Python with Requests:

$ pip3 install requests --user
$ python3 -c 'import requests
url = "https://api.github.com/repos/python/cpython"
print(requests.get(url).json()["description"])'

Outputs:

The Python programming language

Elixir with Req:

$ brew install elixir
$ elixir -e 'Mix.install([:req])
    url = "https://api.github.com/repos/elixir-lang/elixir"
    IO.puts Req.get!(url).body["description"]'

Outputs:

Elixir is a dynamic, functional language designed for building scalable and maintainable applications

Full disclosure: I’m the author of Req. :) There are obviously other excellent HTTP clients in the Erlang/Elixir ecosystem!

While Elixir is not traditionally associated with scripting languages, you can see that for this particular and totally arbitrary problem, it works pretty well too.

Another simple program and what it takes to run it

Let’s change our program slightly, now we’ll download some markdown and convert it to HTML. Here it is:

$ elixir -e 'Mix.install([:req, :cmark])
    url = "https://raw.githubusercontent.com/elixir-lang/elixir/master/README.md"
    Req.get!(url).body |> Cmark.to_html() |> IO.puts()'

The Cmark Hex package is an Elixir wrapper over cmark, the C reference implementation of the CommonMark Markdown specification.
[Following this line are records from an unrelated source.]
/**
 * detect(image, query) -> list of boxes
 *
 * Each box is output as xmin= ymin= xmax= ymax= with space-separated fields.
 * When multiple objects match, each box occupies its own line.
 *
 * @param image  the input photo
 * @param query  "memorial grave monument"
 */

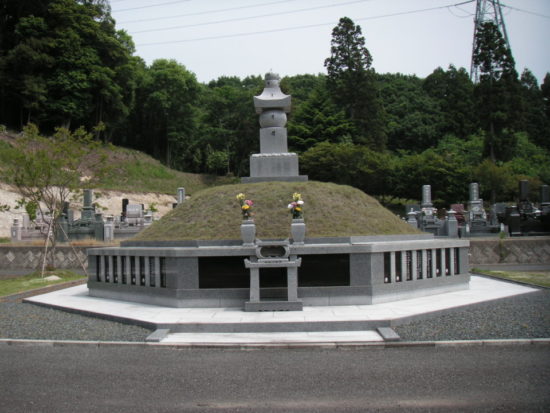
xmin=88 ymin=73 xmax=470 ymax=311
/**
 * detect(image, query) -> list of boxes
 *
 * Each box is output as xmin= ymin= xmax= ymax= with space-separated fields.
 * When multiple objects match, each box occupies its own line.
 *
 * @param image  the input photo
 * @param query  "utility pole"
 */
xmin=470 ymin=0 xmax=512 ymax=83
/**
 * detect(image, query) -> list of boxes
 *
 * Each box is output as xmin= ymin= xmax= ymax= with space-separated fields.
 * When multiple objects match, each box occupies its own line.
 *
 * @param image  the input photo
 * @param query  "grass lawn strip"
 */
xmin=472 ymin=268 xmax=550 ymax=287
xmin=0 ymin=270 xmax=85 ymax=297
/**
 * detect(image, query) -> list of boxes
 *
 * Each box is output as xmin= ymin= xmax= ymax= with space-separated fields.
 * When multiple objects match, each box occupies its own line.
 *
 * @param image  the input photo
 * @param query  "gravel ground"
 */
xmin=0 ymin=282 xmax=550 ymax=341
xmin=0 ymin=302 xmax=151 ymax=341
xmin=394 ymin=289 xmax=550 ymax=341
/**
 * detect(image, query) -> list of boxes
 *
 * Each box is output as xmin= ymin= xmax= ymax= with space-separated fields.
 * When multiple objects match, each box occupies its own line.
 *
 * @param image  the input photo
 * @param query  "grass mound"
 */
xmin=132 ymin=181 xmax=419 ymax=241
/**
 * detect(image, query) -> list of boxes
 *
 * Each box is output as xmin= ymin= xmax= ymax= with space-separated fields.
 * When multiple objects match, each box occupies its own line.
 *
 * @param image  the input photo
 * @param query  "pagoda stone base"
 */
xmin=246 ymin=152 xmax=308 ymax=183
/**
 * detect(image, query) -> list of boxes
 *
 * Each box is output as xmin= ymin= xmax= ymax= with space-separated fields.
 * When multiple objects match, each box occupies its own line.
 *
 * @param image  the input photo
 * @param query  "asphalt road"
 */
xmin=0 ymin=345 xmax=550 ymax=413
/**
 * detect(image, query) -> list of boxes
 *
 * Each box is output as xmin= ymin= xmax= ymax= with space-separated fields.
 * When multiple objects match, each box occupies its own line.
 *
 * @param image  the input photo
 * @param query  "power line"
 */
xmin=132 ymin=0 xmax=382 ymax=34
xmin=500 ymin=3 xmax=550 ymax=19
xmin=115 ymin=0 xmax=191 ymax=13
xmin=120 ymin=0 xmax=302 ymax=24
xmin=137 ymin=0 xmax=475 ymax=47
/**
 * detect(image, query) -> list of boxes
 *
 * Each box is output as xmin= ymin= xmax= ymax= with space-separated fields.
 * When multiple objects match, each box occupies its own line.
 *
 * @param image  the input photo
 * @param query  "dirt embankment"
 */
xmin=0 ymin=183 xmax=176 ymax=238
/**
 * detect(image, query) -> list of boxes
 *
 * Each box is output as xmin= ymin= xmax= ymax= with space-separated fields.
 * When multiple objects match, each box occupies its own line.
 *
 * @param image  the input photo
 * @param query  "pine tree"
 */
xmin=325 ymin=17 xmax=386 ymax=150
xmin=473 ymin=22 xmax=522 ymax=162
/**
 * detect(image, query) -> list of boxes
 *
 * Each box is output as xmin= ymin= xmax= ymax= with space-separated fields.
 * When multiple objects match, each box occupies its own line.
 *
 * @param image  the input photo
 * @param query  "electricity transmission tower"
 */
xmin=470 ymin=0 xmax=512 ymax=83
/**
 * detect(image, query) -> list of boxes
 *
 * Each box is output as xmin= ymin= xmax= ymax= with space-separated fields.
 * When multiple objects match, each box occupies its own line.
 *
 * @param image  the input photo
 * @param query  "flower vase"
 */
xmin=290 ymin=218 xmax=306 ymax=245
xmin=241 ymin=219 xmax=256 ymax=247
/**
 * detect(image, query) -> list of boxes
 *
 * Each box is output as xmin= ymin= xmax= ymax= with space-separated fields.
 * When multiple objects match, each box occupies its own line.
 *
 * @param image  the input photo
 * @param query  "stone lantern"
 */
xmin=242 ymin=73 xmax=307 ymax=183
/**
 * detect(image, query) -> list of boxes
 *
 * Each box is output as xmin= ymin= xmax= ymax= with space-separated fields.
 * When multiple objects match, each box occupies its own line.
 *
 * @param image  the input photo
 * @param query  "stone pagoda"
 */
xmin=242 ymin=73 xmax=307 ymax=183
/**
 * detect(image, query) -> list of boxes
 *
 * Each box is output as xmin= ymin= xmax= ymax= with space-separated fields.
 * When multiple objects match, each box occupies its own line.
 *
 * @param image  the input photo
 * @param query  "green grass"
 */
xmin=0 ymin=134 xmax=235 ymax=195
xmin=99 ymin=148 xmax=237 ymax=194
xmin=0 ymin=270 xmax=86 ymax=297
xmin=472 ymin=268 xmax=550 ymax=287
xmin=133 ymin=181 xmax=420 ymax=241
The Cmark Hex package vendors some C files that will be compiled on your machine when installing the package. It means that you need a C compiler which most likely is not a problem, most likely you already have it. However, there are situations when running Elixir code that you may not have the C compiler installed. For example, when running Livebook with Docker as mentioned earlier, $ docker run -p 8080:8080 livebook/livebook, we would not be able to Mix.install([:cmark]), the Livebook Docker container does not have C compiler toolchain installed at the moment.
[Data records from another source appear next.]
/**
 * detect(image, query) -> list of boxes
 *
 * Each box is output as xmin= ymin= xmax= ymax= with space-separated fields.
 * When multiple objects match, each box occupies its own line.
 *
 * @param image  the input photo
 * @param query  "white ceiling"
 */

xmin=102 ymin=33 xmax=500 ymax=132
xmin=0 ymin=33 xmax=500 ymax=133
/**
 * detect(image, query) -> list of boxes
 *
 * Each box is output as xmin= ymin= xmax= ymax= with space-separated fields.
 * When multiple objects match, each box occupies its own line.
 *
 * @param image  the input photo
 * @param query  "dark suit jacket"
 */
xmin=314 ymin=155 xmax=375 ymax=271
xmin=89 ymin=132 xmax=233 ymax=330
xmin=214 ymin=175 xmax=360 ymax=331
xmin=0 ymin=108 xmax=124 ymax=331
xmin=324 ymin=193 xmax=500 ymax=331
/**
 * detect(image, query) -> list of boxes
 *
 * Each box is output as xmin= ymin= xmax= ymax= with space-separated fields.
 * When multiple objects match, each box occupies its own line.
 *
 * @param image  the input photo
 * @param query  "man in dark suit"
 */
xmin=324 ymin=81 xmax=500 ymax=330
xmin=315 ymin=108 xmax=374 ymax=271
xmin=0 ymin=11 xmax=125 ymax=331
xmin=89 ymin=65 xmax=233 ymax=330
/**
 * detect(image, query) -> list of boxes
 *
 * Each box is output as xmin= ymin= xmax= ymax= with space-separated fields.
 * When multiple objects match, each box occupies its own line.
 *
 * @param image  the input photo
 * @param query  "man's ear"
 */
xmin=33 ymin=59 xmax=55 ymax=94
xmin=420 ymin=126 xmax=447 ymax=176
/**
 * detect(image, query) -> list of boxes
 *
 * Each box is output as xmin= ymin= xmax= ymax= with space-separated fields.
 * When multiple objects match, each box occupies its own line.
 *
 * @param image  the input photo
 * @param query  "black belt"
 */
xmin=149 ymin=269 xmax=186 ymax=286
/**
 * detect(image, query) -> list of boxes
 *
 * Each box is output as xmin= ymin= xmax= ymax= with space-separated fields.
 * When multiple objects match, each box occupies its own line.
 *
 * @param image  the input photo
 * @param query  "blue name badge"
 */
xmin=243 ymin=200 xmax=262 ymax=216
Then there is the question of getting Elixir in the first place. As show in the article, we can brew install elixir it (or apt install elixir it, choco install elixir it, etc) but at least on a Mac, you need to first install Homebrew. Which is fine and easy but…

What if in order to run the above mentioned snippet you don’t need to have, or even know what is, Homebrew or Docker or a C compiler or anything like that? What if you don’t have any programming experience whatsoever but you can get a single program e.g. from a CD-ROM (wait, what is a CD-ROM again?) and have everything you need to develop Elixir? To sum up, we need:

  1. An easy way to install Hex packages (Mix.install)
  2. An easy to use HTTP client (Req)
  3. A “one-click” Elixir installer that works on a fresh operating system
  4. A way to install packages with native code without a C compiler

As you can see we have already made some progress but there is still a lot to do.

Stay tuned. :)

P.S.: For problem #3 I have an early prototype, elixir-run, but don’t use it due to its design flaws.